To date, hypertension (pressure) is the most well-documented and well-studied result of OSA. The greater the severity of OSA as measured by the Respiratory Disorder Index (RDI), the greater the risk of systemic hypertension.40 A 4-year follow-up study in the Wisconsin Sleep Cohort shows a dose–response relationship between AHI and hypertension. A risk ratio of 4.54 for hypertension was associated with more than 15 AHI events per hour.41 Patients with refractory hypertension (requires at least three pressures) may be particularly at risk for OSA.42

There is a clear correlation between OSA and overweight. A Wisconsin Sleep Cohort shows that patients with mild OSA have a sixfold risk of developing moderate or severe OSA when they gain only 10% of their body weight. Among the cohort of morbid obese (BMI >40 kg/m2), 70% of individuals suffer from OSA.
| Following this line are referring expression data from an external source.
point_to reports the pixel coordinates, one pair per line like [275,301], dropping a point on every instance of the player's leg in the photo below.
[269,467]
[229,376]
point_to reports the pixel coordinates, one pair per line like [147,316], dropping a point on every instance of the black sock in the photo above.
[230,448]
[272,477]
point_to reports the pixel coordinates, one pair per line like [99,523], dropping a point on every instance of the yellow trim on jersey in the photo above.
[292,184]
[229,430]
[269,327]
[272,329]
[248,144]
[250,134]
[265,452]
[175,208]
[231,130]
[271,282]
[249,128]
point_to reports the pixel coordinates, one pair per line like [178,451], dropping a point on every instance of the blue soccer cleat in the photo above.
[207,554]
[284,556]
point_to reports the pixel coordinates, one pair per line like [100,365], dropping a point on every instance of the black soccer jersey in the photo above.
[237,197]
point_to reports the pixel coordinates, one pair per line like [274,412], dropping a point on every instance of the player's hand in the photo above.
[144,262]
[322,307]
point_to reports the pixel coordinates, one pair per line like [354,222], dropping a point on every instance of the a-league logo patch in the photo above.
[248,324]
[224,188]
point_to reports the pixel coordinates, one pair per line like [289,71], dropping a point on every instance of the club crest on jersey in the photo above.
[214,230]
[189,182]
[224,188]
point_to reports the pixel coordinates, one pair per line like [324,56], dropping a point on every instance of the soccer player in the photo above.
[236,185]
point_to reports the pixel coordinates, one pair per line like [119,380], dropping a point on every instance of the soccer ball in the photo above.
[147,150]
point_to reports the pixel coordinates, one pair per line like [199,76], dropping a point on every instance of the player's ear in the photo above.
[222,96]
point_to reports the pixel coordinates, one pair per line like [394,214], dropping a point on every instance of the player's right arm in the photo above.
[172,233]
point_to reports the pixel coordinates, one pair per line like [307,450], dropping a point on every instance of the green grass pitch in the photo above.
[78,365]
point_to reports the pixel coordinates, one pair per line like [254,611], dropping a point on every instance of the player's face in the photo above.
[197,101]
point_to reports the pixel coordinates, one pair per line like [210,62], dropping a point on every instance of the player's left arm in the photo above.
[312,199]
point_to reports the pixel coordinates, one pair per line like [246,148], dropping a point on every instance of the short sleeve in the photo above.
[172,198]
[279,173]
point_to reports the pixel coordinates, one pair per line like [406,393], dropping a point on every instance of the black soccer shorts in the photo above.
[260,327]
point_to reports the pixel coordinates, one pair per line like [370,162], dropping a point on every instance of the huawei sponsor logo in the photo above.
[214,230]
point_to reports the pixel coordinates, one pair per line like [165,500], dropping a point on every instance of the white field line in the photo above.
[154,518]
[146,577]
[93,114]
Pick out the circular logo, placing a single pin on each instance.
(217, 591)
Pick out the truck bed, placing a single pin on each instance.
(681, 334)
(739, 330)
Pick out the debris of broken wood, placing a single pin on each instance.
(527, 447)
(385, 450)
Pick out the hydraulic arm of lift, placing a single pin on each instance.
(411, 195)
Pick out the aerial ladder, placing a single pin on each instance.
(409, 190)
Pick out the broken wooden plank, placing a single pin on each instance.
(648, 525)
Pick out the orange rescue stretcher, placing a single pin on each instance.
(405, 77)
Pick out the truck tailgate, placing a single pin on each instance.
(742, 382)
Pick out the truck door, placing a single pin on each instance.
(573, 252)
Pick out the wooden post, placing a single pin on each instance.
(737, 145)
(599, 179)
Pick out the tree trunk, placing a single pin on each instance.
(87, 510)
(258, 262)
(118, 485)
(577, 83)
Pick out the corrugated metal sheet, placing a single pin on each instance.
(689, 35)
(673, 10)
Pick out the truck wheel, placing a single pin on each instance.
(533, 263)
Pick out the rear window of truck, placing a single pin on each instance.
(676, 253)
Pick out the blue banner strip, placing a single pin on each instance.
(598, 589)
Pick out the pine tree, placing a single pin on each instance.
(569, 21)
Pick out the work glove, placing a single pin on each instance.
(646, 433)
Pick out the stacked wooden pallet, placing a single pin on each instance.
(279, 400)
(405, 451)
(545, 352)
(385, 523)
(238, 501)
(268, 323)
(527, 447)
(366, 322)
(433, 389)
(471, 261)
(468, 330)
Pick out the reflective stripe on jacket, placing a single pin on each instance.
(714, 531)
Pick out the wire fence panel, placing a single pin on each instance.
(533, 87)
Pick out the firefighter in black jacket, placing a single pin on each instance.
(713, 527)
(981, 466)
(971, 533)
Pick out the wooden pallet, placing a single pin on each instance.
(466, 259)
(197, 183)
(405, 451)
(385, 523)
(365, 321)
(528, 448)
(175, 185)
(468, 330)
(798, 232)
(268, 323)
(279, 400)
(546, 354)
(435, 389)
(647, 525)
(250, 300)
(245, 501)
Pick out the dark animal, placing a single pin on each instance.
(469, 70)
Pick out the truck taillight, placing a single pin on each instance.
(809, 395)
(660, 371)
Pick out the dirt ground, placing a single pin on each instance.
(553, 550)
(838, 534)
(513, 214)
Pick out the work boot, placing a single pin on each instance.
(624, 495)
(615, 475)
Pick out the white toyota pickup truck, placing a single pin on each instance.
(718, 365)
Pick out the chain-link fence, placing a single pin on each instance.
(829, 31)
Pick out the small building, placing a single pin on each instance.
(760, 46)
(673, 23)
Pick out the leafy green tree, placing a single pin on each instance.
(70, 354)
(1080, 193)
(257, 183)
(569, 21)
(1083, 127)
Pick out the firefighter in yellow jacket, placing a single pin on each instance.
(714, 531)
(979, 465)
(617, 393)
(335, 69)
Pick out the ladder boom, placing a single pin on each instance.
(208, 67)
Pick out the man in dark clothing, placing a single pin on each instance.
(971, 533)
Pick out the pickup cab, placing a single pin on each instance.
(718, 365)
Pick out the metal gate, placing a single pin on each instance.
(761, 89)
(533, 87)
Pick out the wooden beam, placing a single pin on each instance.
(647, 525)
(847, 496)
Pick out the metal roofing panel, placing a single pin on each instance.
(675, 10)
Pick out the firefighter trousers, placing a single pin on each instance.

There are several large cohort studies that have been shown to increase the prevalence of sleep apnea among men and women aged 60 years and older by two to three times that of the middle-aged population.4348

The study shows that the neck circumference is a strong predictor of OSA,49 as there is an increase in excess fat in the anterior and lateral regions of the upper airways in both obese and non-obese patients.50 If the neck circumference is larger than 48 cm, the risk of OSA is high, and if the circumference is less than 37 cm, the risk of OSA is low.

Male gender is an important risk factor.22 In a Wisconsin Sleep Cohort study, postmenopausal women were more than three times more likely to have a moderate-to-severe OSA than premenopausal women with age-matched BMI.51

CONCLUSION

In outpatients, STOP-BANG Score and ESS are simple and easy measures for suspicion and diagnosis of OSA. STOP-BANG Score ≥3 and ESS >10 increase the probability of OSA.